Sanitarios de Atención Primaria en el Centro de Salud de Llucmajor se someten este jueves a los test de detección del COVID-19. | Efe

TW
44

Detectar, vigilar y aislar a todos los pacientes positivos. Ésta es la nueva instrucción del Ministerio de Sanidad para la fase 1 de desescalada, que implica más libertad de movimiento pero también una mayor capacidad de control sanitario. Y el peso de esta tarea recae en el personal de Atención Primaria que, a partir de este lunes, deberá realizar pruebas diagnósticas a todos los pacientes que presenten síntomas relacionados con la COVID-19, incluidos los que presenten una sintomatología leve, a los que hasta ahora se les denegaba la prueba PCR para priorizar.

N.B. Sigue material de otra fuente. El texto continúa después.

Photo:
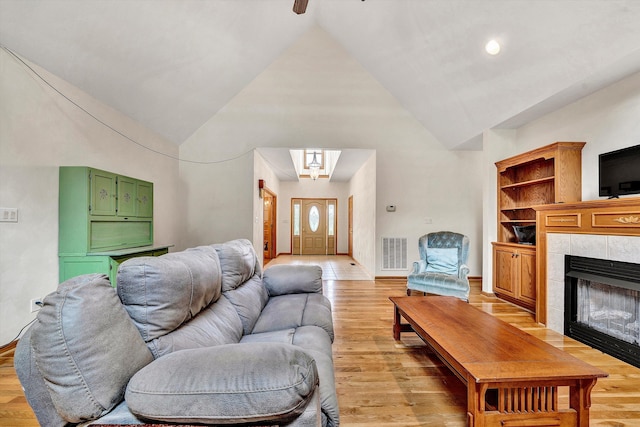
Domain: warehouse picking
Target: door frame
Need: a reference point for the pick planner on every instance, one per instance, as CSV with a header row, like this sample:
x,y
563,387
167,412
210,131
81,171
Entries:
x,y
326,200
272,251
350,229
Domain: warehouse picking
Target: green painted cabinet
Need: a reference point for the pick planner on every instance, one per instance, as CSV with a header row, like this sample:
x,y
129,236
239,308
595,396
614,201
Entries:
x,y
104,219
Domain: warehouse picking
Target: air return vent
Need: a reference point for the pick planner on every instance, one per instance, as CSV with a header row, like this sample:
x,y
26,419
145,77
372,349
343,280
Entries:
x,y
394,253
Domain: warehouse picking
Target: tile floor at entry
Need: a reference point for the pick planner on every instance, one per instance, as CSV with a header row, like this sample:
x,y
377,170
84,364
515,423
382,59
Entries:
x,y
334,267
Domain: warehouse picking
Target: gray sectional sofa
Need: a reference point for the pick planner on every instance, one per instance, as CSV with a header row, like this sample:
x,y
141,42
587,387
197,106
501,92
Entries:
x,y
198,336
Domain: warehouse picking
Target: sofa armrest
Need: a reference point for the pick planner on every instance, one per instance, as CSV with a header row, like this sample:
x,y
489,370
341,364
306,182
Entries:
x,y
237,383
463,273
292,279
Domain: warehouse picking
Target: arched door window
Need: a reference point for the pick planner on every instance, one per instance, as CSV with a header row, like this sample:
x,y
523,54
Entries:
x,y
314,218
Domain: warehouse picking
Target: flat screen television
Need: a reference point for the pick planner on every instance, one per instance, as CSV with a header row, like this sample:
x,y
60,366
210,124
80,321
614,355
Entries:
x,y
619,172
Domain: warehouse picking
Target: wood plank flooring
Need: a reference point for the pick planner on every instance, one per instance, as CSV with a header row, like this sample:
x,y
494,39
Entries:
x,y
383,382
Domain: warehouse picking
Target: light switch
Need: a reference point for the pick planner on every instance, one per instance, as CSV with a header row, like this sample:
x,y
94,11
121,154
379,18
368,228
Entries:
x,y
8,214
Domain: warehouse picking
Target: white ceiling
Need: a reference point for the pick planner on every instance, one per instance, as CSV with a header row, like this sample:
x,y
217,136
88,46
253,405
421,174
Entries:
x,y
172,64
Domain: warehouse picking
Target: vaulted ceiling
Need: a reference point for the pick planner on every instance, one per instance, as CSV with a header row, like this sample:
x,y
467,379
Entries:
x,y
172,64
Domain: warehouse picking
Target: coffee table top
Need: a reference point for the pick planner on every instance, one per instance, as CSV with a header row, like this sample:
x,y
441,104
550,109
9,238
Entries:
x,y
486,347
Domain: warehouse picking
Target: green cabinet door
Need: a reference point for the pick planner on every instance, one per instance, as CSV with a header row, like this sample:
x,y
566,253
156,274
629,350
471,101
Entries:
x,y
145,199
126,197
103,193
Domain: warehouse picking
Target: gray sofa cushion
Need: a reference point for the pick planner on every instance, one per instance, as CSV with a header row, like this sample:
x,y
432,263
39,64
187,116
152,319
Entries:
x,y
292,311
236,383
86,347
217,324
293,279
248,300
238,261
162,293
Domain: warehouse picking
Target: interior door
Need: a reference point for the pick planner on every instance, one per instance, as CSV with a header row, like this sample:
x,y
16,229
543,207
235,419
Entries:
x,y
314,227
269,225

Un caso sospechoso será cualquier persona con fiebre, tos o sensación de falta de aire. Además, se valorarán síntomas atípicos como el dolor que se experimenta al tragar alimentos, pérdida total del olfato, un trastorno del sentido del gusto, dolores musculares, diarreas, dolor torácico o de cabeza. Si una persona presenta alguno de estos síntomas debe llamar a su centro de salud. «La gente debe entender que no es una cita para todo el mundo, sino para el que no se encuentra bien», remarca la subdirectora de Atención Primaria, Margalida Servera.

Noticias relacionadas

Un facultativo del centro hará una valoración clínica exhaustiva del paciente y prescribirá, si lo ve necesario, la prueba PCR. «Estamos preparados para tener el resultado en 24 horas», asegura Servera. En caso de que saliera positivo, se empezaría una vigilancia a sus contactos estrechos. «Se les hará una encuesta epidemiológica para saber si también tienen síntomas y estarán en cuarentena», explica. Un sistema muy similar al que se llevó a cabo con los primeros enfermos de la pandemia.

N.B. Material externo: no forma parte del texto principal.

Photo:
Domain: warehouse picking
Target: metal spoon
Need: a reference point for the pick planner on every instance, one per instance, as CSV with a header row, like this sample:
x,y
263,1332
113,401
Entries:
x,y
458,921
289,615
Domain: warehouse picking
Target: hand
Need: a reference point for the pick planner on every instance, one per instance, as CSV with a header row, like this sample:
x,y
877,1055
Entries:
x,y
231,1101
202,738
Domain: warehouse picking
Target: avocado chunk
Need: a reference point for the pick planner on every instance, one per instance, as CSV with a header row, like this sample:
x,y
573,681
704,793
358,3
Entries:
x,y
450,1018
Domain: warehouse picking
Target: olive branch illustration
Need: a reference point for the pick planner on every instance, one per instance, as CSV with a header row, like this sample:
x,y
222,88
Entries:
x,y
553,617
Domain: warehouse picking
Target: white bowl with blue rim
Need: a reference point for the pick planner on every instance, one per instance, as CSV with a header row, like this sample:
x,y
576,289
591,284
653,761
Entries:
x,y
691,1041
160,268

Para toda esta nueva etapa, «hemos aumentado los rastreadores», explica la responsable. De momento estarán ubicados físicamente en la que se ha erigido como la central de la COVID, la Unidad Básica de Salud del Molinar, de donde parten las Unidades Volantes de Atención al Coronavirus (UVAC). Desde aquí se coordinará el estudio de toda la comunidad autónoma y «no sólo de las PCR que pida Primaria sino también las de los hospitales. Intentamos abarcar a toda la población», añade la doctora Servera. Si bien el lunes empiezan tres nuevas enfermeras, se espera poder sumar a hasta 45 especialistas más, además de otros 45 auxiliares.

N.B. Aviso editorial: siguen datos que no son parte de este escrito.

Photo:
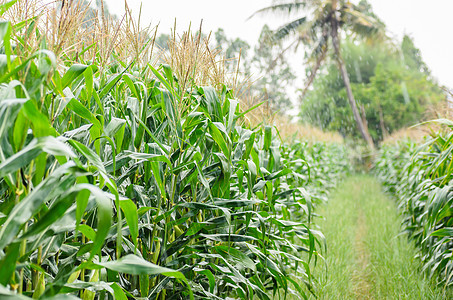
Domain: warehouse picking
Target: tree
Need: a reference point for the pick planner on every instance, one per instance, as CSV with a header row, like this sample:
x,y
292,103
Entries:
x,y
320,24
275,75
394,93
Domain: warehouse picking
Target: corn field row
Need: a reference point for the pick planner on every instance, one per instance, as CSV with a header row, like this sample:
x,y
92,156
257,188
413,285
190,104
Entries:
x,y
116,182
420,178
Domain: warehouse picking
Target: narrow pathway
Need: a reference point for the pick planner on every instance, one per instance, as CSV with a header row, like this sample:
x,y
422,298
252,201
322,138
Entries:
x,y
367,258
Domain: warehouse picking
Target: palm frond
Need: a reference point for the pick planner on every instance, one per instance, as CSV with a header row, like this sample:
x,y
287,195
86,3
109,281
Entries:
x,y
282,8
289,28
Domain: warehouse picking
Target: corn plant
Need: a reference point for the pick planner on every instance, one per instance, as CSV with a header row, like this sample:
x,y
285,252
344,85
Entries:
x,y
420,175
115,184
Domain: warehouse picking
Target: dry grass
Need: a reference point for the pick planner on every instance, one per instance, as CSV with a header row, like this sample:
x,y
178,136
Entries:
x,y
77,33
418,133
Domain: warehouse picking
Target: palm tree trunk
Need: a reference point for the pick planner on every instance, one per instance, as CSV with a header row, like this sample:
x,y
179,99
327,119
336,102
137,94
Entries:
x,y
344,74
313,72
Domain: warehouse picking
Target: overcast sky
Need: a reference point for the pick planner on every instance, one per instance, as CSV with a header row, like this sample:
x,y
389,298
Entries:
x,y
429,22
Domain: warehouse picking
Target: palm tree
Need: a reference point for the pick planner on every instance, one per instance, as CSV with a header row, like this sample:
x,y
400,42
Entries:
x,y
319,25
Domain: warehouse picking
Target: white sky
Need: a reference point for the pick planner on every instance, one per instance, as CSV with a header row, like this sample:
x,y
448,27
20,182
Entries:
x,y
429,22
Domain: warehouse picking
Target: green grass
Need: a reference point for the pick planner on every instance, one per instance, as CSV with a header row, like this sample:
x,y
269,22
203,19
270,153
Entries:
x,y
367,258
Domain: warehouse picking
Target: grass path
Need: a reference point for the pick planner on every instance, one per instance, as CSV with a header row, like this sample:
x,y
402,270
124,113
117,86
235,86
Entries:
x,y
366,257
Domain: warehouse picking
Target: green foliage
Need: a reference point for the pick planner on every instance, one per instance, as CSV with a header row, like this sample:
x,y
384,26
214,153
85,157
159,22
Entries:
x,y
393,94
270,70
420,178
116,183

Esta semana «tenemos un momento de incertidumbre pero estamos preparados para crecer», explica. Se esperan casos menos importantes tanto en gravedad como en prevalencia, «es lo que dicen los números», añade Servera, pero nunca se sabe. «Si vemos que nos supera pondremos más personal, creceremos hacia los centros de salud». Para que las Unidades Básicas recuperen la actividad asistencial habrá que esperar a que no sea necesarios hacer circuitos de pacientes separados.